BRIDGEPORT — A nonprofit that rescues young women from the city's underground sex trade is looking to expand its mission.
Leaders with The Dreamcatcher Foundation typically set out in a utility van overnight and search the city's streets for troubled young women and the pimps who hold them against their will.
Their goal is to end human trafficking in the city and suburbs, which the group said claims up to 25,000 women and girls annually, with the bulk of them involved in prostitution by the age of 15 years old.

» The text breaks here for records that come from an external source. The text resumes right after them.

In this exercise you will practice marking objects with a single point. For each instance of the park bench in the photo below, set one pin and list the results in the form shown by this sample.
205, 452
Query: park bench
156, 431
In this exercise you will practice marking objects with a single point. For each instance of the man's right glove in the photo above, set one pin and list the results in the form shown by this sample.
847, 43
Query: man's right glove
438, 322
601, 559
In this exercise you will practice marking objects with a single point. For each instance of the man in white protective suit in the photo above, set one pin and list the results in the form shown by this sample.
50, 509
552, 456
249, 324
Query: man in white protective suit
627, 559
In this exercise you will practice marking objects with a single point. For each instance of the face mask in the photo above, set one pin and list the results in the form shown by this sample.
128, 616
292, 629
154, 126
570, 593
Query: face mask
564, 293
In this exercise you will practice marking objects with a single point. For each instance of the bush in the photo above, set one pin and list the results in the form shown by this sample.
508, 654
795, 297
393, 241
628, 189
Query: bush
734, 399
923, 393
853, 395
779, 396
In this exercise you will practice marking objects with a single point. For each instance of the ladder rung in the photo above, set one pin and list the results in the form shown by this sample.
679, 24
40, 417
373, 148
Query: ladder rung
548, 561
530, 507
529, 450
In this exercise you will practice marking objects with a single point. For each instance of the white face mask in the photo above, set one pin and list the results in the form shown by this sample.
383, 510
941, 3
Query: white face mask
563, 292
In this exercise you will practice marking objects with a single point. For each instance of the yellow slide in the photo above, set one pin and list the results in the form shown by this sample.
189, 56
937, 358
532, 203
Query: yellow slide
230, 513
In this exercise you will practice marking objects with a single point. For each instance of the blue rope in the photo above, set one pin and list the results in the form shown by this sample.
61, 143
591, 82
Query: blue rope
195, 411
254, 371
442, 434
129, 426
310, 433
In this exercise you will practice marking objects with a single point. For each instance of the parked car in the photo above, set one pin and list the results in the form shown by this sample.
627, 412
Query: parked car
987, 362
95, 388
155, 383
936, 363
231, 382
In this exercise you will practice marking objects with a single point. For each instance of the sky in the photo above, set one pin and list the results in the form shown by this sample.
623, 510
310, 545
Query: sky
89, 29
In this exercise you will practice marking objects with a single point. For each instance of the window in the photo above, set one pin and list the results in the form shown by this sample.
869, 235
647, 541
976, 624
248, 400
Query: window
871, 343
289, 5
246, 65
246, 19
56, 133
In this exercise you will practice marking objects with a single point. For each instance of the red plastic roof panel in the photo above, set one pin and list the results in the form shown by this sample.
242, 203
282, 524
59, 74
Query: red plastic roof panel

Casey Cora discusses the Dreamcatcher Foundation and its outspoken leader:
At a fundraising luncheon at Bridgeport's Zhou B Art Center on late last week, the group's charismatic co-founder Brenda Myers-Powell delivered powerful testimony about her upbringing and addressed the need for the foundation to evolve into a full-fledged, brick-and-mortar social service agency.
Born to a 16-year-old mother who died shortly after childbirth and raised by an alcoholic grandmother, Myers-Powell said she was thrust into a cycle of abuse, first being molested as a toddler and later kidnapped, beaten, raped and burned by various pimps and johns.
"It would take me all night to tell you how many [times] and how it made me feel," she said.
She said it took nearly 25 years in the prostitution trade to realize she wasn't alone, that thousands of other young women were in the same predicament — scared and in desperate need of counseling and comfort.
A trailer for an upcoming documentary about Myers-Powell, shown at the fundraiser, reveals part of her methods to help the prostitutes. She starts with a hug and tells the girls she loves them and explains that it's not their fault.
"It's time for the little woman to grow up. It's her turn now," she tells one of the young women.
Myers-Powell paired up with foundation CEO Stephanie Daniels-Wilson to start the nonprofit in 2008 on little more than a shoestring budget and a vision to empower the victims of human trafficking.
Today, it's grown into a resource agency that's largely comprised of survivors of addiction, sex trafficking, molestation and other abuses, which the founders and law enforcement officials say sets Dreamcatchers apart from other social services. It's still basically run out of Daniels-Wilson's Hyde Park home.
Detective Dion Trotter, who heads up the Cook County Sheriff's Office Child Protection Response Unit, said employing survivors to assist in the rescue and recovery of prostitutes is a powerful tool in helping solve their underlying issues, which often stem from a toxic mess of abuse, poverty, drugs and untreated mental illnesses.
"These people are able to connect with these women in ways we never could. I've seen people with no hope in their eyes. Ten minutes with Brenda and they have a sparkle," Trotter said.
Already, Dreamcatchers helps arrange for mental and physical health services and provides intervention and education programs. They soon hope to build The Dream Center, a facility to house short and long-term shelters for women and a therapy center and to host a 24-hour crisis line.
To date, the group says it's taken 73 girls off the street and has established relationships with thousands more.
A couple of the women spoke at Thursday's fundraiser and told gut-wrenching tales of victimization and abuse.
Several in the audience wiped away tears.
"That's what knocks you down. How can a story even get more horrible than mine?" Myers-Powell said. "But it does. This issue is harsh. It is harsh."